The Deep South

Greenville, Mississippi.  As deep in the South as I've even been, unless you count Florida or Mardi Gras.  I spent last weekend there, visiting my sister Cait who relocated about nine months ago. 

Our hotel was right near the Mississippi River and around the corner from a part of downtown that looked like everyone had up and vanished in about 1960.  None of the windows were broken or boarded up.  There was no grafitti.  Signs were still hung and the buildings were in good shape.  There were just no people or merchandise or cars.  Spooky.

There was a lot more happening on Highway 82, but we skipped the fast food and big box stores (except for a grocery run to Wal-Mart...I didn't even know they had groceries) and stopped by Cait's work...

We walked by the river, past casinos and an old riverboat (eerily abandoned like downtown).  We spent a few hours in the Cypress preserve, throwing sticks in the water, rope climbing and exploring the bamboo forest.  And a lot more hours playing games and hanging out at Cait's place.


We had pulled pork, of course, but the culinary highlight of the trip was Doe's Eat Place.  Not real fancy (check out the knife holding the door closed), but the best steak I've had, maybe ever.  

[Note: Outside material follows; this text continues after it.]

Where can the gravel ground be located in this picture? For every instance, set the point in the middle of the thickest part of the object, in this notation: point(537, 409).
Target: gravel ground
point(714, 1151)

I've traveled some in Europe, but have been to less than half of the US and never lived outside the northeast.  I'm not sure I'd ever have gotten to Mississippi if my sister hadn't moved there.  It was fun, mostly because we got to see her, but also because it's always cool to be somewhere different.  Plus, I was reading The Help (believe the hype), so I was in a Mississippi frame of mind going down there, though it was not at all the Mississippi I saw, thankfully. 

Cait's lived a bunch of places and Greenville won't be the last.  It'll be interesting to see where we'll visit next, though I'm hoping for somewhere with an airport.  Connecting flights and a two-and-a-half hour drive with three little kids?  Brutal.